Federal Reserve Chair Janet Yellen said at a University of Michigan event today the Fed plans to gradually raise short-term interest rates. 

Yellen said the change in monetary policy comes after years of holding short-terms interest rates at low levels.

“I think we have a healthy economy now ... but it’s been a long time coming,” Yellen said.

Yellen said the current unemployment rate of 4.5% is “even a little bit below” what Yellen and her other colleagues at the Fed would consider “full employment.” She said inflation is “reasonably close” to the Fed’s stated goal of two percent.

She said the economy's current moderate level of growth is due in large part to increased consumer spending, but that the health of the housing market has improved, as well as investment spending and the global economy.

“Looking forward I think the economy is going to continue to grow at a moderate pace,” Yellen said. 

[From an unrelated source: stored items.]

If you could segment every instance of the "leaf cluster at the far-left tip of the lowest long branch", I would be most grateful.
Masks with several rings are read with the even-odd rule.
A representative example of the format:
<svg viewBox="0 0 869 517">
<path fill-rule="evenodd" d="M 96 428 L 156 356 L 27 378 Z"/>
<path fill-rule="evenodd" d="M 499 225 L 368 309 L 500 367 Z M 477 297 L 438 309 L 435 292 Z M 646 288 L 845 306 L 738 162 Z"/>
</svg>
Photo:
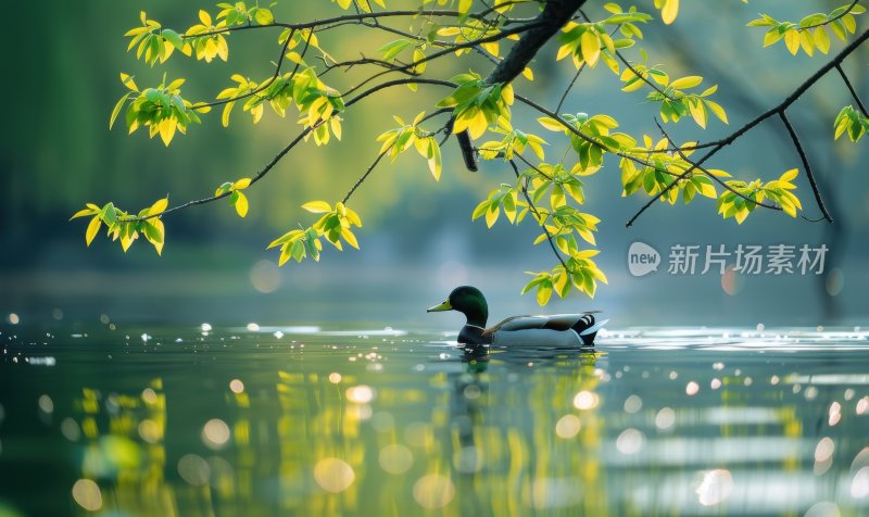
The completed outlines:
<svg viewBox="0 0 869 517">
<path fill-rule="evenodd" d="M 121 247 L 126 253 L 133 242 L 143 235 L 158 254 L 163 253 L 163 241 L 165 229 L 160 216 L 168 206 L 168 198 L 163 198 L 154 202 L 151 206 L 139 211 L 136 217 L 130 217 L 127 212 L 117 209 L 113 203 L 106 203 L 102 207 L 93 203 L 87 203 L 84 210 L 76 212 L 72 217 L 91 217 L 88 228 L 85 231 L 85 242 L 90 247 L 102 225 L 108 227 L 108 235 L 112 240 L 121 240 Z"/>
</svg>

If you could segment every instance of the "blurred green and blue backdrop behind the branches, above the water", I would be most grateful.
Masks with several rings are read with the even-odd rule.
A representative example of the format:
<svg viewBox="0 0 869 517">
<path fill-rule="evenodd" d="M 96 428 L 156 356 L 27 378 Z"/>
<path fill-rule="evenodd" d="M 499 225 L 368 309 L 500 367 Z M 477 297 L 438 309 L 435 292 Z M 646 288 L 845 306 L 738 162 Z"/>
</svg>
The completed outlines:
<svg viewBox="0 0 869 517">
<path fill-rule="evenodd" d="M 411 2 L 413 3 L 413 2 Z M 592 17 L 602 2 L 589 2 Z M 652 11 L 651 1 L 639 4 Z M 842 1 L 757 1 L 748 5 L 728 0 L 683 2 L 677 23 L 664 27 L 655 20 L 644 31 L 653 63 L 672 76 L 700 74 L 720 85 L 717 99 L 728 111 L 730 126 L 717 122 L 704 133 L 690 121 L 671 127 L 677 140 L 709 140 L 727 135 L 756 114 L 780 102 L 796 85 L 824 63 L 824 56 L 792 58 L 783 45 L 761 49 L 763 30 L 745 24 L 758 11 L 798 20 L 829 12 Z M 23 323 L 96 320 L 222 320 L 231 323 L 305 323 L 365 320 L 383 325 L 452 326 L 455 319 L 426 318 L 426 306 L 442 300 L 458 283 L 473 283 L 489 294 L 493 318 L 537 312 L 532 297 L 520 297 L 525 270 L 554 265 L 544 245 L 532 247 L 537 228 L 526 222 L 511 227 L 500 222 L 487 230 L 470 213 L 488 192 L 511 181 L 502 163 L 484 164 L 479 173 L 464 169 L 454 140 L 444 147 L 444 174 L 434 182 L 425 162 L 407 153 L 385 164 L 364 184 L 351 205 L 365 222 L 362 250 L 327 250 L 320 263 L 276 267 L 277 253 L 265 251 L 276 236 L 310 224 L 299 209 L 311 199 L 339 200 L 376 156 L 375 137 L 394 126 L 392 114 L 413 118 L 431 111 L 443 91 L 420 88 L 413 94 L 392 89 L 354 106 L 345 114 L 343 141 L 316 148 L 313 141 L 293 150 L 264 181 L 250 189 L 251 211 L 240 219 L 227 202 L 186 210 L 165 218 L 167 243 L 163 257 L 137 242 L 124 254 L 117 243 L 98 237 L 85 247 L 86 223 L 67 222 L 86 202 L 114 201 L 138 211 L 168 193 L 171 204 L 213 192 L 226 180 L 252 176 L 298 131 L 293 115 L 281 119 L 267 112 L 253 126 L 237 108 L 225 129 L 219 113 L 205 115 L 202 126 L 176 136 L 166 149 L 143 131 L 127 136 L 123 124 L 110 131 L 109 115 L 125 91 L 117 76 L 127 72 L 139 86 L 169 77 L 186 77 L 185 96 L 213 98 L 239 72 L 262 79 L 272 70 L 277 31 L 250 31 L 229 38 L 229 62 L 211 64 L 174 55 L 165 67 L 149 68 L 125 52 L 122 35 L 139 24 L 140 10 L 164 26 L 186 28 L 197 23 L 200 8 L 210 3 L 167 0 L 137 2 L 37 2 L 28 4 L 28 23 L 2 31 L 7 100 L 0 138 L 0 314 L 16 314 Z M 278 20 L 312 20 L 337 13 L 336 4 L 281 2 Z M 396 23 L 401 25 L 400 23 Z M 859 20 L 859 27 L 866 22 Z M 324 47 L 339 59 L 371 54 L 394 39 L 385 33 L 347 26 L 322 36 Z M 831 54 L 843 45 L 835 42 Z M 517 91 L 553 106 L 575 70 L 554 62 L 550 46 L 534 64 L 537 80 L 516 83 Z M 629 55 L 635 56 L 635 53 Z M 858 91 L 869 99 L 869 47 L 845 62 Z M 467 68 L 486 75 L 491 64 L 478 56 L 431 67 L 449 77 Z M 339 90 L 357 74 L 333 74 Z M 619 172 L 609 162 L 587 178 L 588 212 L 603 219 L 599 235 L 600 264 L 609 277 L 594 301 L 580 295 L 555 300 L 546 311 L 602 308 L 621 325 L 859 325 L 866 315 L 866 235 L 869 190 L 866 143 L 832 140 L 832 122 L 852 103 L 840 78 L 830 75 L 789 112 L 805 141 L 835 223 L 808 223 L 779 213 L 758 212 L 742 226 L 716 215 L 714 202 L 690 206 L 656 205 L 632 227 L 625 222 L 642 199 L 621 198 Z M 655 110 L 643 94 L 618 91 L 618 81 L 603 67 L 582 74 L 564 111 L 607 113 L 633 136 L 657 136 Z M 293 113 L 290 110 L 289 113 Z M 552 156 L 564 142 L 540 129 L 534 113 L 517 108 L 515 124 L 554 142 Z M 536 127 L 537 126 L 537 127 Z M 719 153 L 711 165 L 744 179 L 771 179 L 798 166 L 798 159 L 776 119 Z M 820 214 L 801 173 L 798 196 L 804 214 Z M 828 255 L 824 275 L 736 278 L 730 293 L 718 275 L 672 276 L 666 264 L 656 274 L 631 277 L 626 266 L 631 242 L 643 241 L 662 252 L 677 243 L 820 245 Z M 328 245 L 327 245 L 328 247 Z"/>
</svg>

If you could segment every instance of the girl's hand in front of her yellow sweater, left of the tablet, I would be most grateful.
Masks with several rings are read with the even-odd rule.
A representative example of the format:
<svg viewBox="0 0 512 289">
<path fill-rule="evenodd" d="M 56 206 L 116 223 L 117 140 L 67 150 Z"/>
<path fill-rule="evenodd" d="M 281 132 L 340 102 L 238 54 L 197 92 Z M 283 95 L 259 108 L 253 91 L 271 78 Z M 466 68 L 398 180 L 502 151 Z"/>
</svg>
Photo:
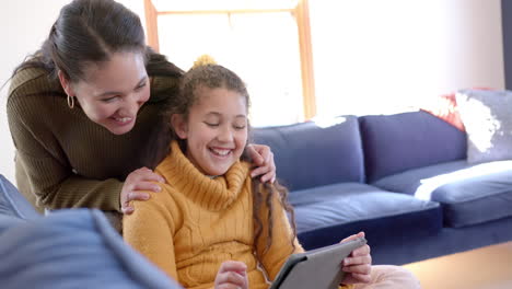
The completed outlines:
<svg viewBox="0 0 512 289">
<path fill-rule="evenodd" d="M 247 266 L 235 261 L 222 263 L 217 273 L 216 289 L 248 289 Z"/>
</svg>

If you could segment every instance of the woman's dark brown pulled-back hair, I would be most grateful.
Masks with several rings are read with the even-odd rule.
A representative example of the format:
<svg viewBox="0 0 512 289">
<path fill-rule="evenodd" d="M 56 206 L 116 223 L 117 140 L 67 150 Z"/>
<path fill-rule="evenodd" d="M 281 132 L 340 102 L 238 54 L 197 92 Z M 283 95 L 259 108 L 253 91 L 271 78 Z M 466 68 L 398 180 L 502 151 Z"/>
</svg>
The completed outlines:
<svg viewBox="0 0 512 289">
<path fill-rule="evenodd" d="M 84 80 L 90 63 L 107 61 L 117 51 L 143 54 L 150 76 L 182 74 L 164 56 L 146 46 L 139 16 L 114 0 L 73 0 L 65 5 L 42 48 L 13 74 L 36 67 L 47 70 L 51 79 L 57 79 L 60 70 L 77 82 Z"/>
</svg>

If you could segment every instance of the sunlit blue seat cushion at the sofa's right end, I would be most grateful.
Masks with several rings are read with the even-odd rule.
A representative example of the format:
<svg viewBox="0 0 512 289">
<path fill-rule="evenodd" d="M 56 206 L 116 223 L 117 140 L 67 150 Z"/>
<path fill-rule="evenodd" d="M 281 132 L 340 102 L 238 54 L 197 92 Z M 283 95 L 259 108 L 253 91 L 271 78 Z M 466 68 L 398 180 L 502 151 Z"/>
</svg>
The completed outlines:
<svg viewBox="0 0 512 289">
<path fill-rule="evenodd" d="M 441 204 L 444 224 L 461 228 L 512 216 L 512 161 L 442 163 L 373 183 Z"/>
</svg>

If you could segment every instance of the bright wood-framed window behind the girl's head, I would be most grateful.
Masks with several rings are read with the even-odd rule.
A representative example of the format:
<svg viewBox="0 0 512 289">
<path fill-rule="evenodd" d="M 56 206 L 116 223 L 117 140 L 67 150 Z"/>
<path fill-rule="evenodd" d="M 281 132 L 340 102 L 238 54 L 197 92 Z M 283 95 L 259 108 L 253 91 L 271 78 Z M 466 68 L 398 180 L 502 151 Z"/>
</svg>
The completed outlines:
<svg viewBox="0 0 512 289">
<path fill-rule="evenodd" d="M 160 53 L 184 70 L 208 54 L 235 71 L 251 94 L 253 126 L 304 119 L 296 2 L 153 0 L 153 4 Z"/>
</svg>

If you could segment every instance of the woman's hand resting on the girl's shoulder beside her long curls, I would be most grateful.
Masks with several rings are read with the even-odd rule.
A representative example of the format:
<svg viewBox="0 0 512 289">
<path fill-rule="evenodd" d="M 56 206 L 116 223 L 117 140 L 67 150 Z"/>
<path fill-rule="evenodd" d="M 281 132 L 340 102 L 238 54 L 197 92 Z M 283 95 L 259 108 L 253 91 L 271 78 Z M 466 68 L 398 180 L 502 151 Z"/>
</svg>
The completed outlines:
<svg viewBox="0 0 512 289">
<path fill-rule="evenodd" d="M 270 147 L 265 144 L 248 144 L 248 153 L 256 166 L 251 172 L 251 177 L 261 175 L 261 183 L 274 183 L 276 181 L 276 163 Z"/>
</svg>

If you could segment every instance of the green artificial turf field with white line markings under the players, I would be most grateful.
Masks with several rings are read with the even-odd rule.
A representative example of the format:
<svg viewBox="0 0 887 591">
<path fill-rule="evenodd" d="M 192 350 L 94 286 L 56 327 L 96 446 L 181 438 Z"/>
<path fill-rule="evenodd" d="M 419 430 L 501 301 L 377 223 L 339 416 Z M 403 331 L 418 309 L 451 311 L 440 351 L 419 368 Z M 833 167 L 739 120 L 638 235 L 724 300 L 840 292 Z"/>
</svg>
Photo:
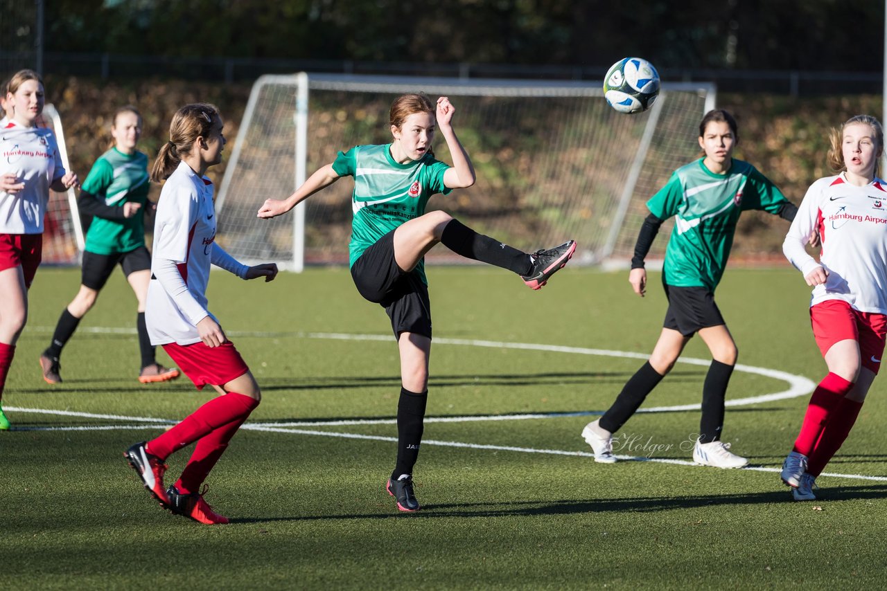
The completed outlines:
<svg viewBox="0 0 887 591">
<path fill-rule="evenodd" d="M 120 275 L 67 346 L 64 384 L 44 384 L 36 359 L 80 276 L 41 269 L 4 393 L 14 430 L 0 433 L 0 588 L 883 585 L 881 382 L 816 502 L 792 502 L 777 473 L 805 393 L 727 409 L 724 439 L 750 469 L 690 463 L 682 443 L 698 410 L 634 416 L 616 453 L 637 459 L 601 465 L 579 437 L 593 417 L 574 413 L 607 408 L 640 365 L 604 351 L 649 353 L 665 309 L 659 276 L 639 299 L 622 272 L 567 268 L 541 292 L 498 269 L 428 275 L 428 417 L 473 420 L 428 421 L 423 509 L 407 515 L 383 490 L 399 393 L 384 311 L 342 268 L 271 284 L 214 274 L 210 309 L 263 402 L 210 475 L 209 502 L 232 517 L 212 527 L 159 509 L 122 457 L 212 394 L 184 377 L 137 383 L 135 298 Z M 819 381 L 808 294 L 792 269 L 727 271 L 718 303 L 740 363 Z M 696 338 L 685 357 L 708 352 Z M 705 369 L 679 363 L 645 406 L 698 403 Z M 728 399 L 791 387 L 736 371 Z M 525 414 L 544 416 L 493 420 Z M 170 458 L 168 482 L 187 453 Z"/>
</svg>

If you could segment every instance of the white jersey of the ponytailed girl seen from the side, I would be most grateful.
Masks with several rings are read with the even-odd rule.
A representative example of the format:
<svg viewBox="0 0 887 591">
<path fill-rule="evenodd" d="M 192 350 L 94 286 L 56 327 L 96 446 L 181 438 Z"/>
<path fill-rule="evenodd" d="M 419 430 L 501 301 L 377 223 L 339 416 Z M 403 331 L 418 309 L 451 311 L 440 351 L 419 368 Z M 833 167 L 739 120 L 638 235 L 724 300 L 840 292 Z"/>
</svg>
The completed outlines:
<svg viewBox="0 0 887 591">
<path fill-rule="evenodd" d="M 206 293 L 215 240 L 213 184 L 181 162 L 163 185 L 154 218 L 153 280 L 145 301 L 145 324 L 152 345 L 200 341 L 196 324 L 211 315 Z M 177 265 L 186 292 L 171 294 L 161 281 L 163 266 L 169 261 Z"/>
</svg>

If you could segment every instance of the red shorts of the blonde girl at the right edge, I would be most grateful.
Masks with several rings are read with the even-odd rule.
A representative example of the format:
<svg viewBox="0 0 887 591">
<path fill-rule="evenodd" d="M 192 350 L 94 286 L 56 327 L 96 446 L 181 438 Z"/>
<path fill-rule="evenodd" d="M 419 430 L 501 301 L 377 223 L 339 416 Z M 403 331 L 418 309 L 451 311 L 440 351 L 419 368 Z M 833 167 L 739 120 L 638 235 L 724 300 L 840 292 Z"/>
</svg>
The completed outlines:
<svg viewBox="0 0 887 591">
<path fill-rule="evenodd" d="M 887 335 L 887 315 L 854 310 L 843 299 L 828 299 L 810 308 L 813 338 L 824 357 L 836 342 L 852 338 L 860 344 L 862 367 L 878 372 Z"/>
</svg>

Yellen, who assumed office in 2014, comes to the end of her term as Fed chair next year. She said the new monetary policy of the Fed, including raising interest rates, is focused on maintaining current levels of economic growth.

After the global financial crisis of the mid-2000s, the Fed did practically everything it could from a monetary policy perspective to increase consumer spending, including holding the “overnight” interest at nearly zero percent for years, according to Yellen.

But in those years, lowering short-term interest wasn’t enough. The Fed also bought treasury and mortgage-backed securities to lower long-term interest rates, according to Yellen. In addition, the Fed practiced what Yellen called “forward guidance,” reassuring the financial markets that interest rates would remain low.

“Before, we had our foot pressed down on the gas pedal trying to give the economy all the ‘oomph’ we possibly could,” Yellen said. “Now, [we want to be] allowing the economy to coast and remain on an even keel.” 

Yellen also said it is important to begin rising interest rates before the economy “overheats."

“We don’t want to be in a position where we have to raise rates rapidly, which could conceivably cause another recession,” Yellen said. “We want to be ahead of the curve and not behind it.”